Le pronostic vital peut être engagé, notamment chez l’enfant :
→ conduite à tenir : ôter immédiatement le produit et consulter en urgence ;
→ conseils : conserver hors de portée des enfants, replier les patchs usagés sur eux-mêmes, les placer dans les dispositifs de recueil fournis, dans un conteneur fermé.
Le suivi de pharmacovigilance et d’addictovigilance montre en particulier une utilisation hors AMM des spécialités transmuqueuses, soit à doses excessives, soit pour des douleurs non cancéreuses. Si suspicion : signaler sur le site Internet signalement-sante.gouv.fr et orienter vers une prise en charge en addictologie.

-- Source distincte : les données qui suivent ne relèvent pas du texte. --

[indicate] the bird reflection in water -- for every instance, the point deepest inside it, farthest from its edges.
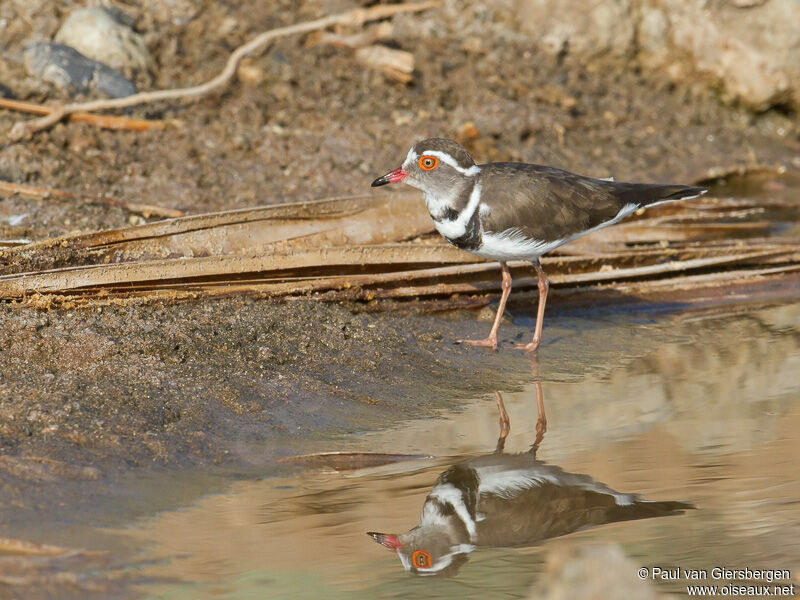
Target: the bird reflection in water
(504, 500)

Le fentanyl et ses dérivés, détournés de l’usage thérapeutique ou contrefaits, sont utilisés dans un but récréatif, seuls ou mélangés (cocaïne, héroïne). En 2016, le fentanyl est devenu le plus meurtrier des opiacés aux États-Unis, responsable de 20 000 des overdoses mortelles aux opiacés, qui ne cessent de croître (64 000 en 2016, 72 000 en 2017). En France, la consommation de fentanyl par les usagers de drogue reste faible, loin derrière la codéine, le tramadol ou la morphine (1), et le nombre d’overdoses est évalué à moins d’une dizaine. Mais selon l’Observatoire européen des drogues, 18 dérivés ont été détectés sur le marché européen depuis 2009, dont huit sont apparus depuis 2016 (2).

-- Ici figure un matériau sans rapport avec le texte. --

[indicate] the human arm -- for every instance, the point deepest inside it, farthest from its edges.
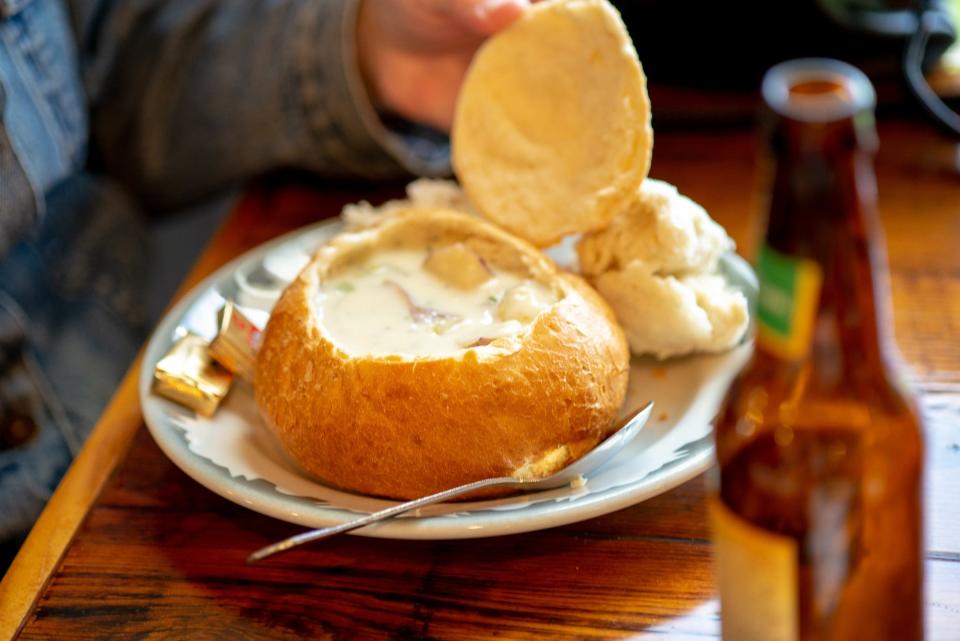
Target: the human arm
(190, 95)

(1) Agence nationale de sécurité du médicament et des produits de santé (ANSM), État des lieux de la consommation des antalgiques opioïdes et leurs usages problématiques, février 2019 (consulter le lien bit.ly/2YJy6ek).
(2) Observatoire européen des drogues et des toxicomanies, Rapport européen sur les drogues, tendances et évolutions, 2017 (consulter le lien bit.ly/2r2097s).
L’auteur déclare ne pas avoir de liens d’intérêt.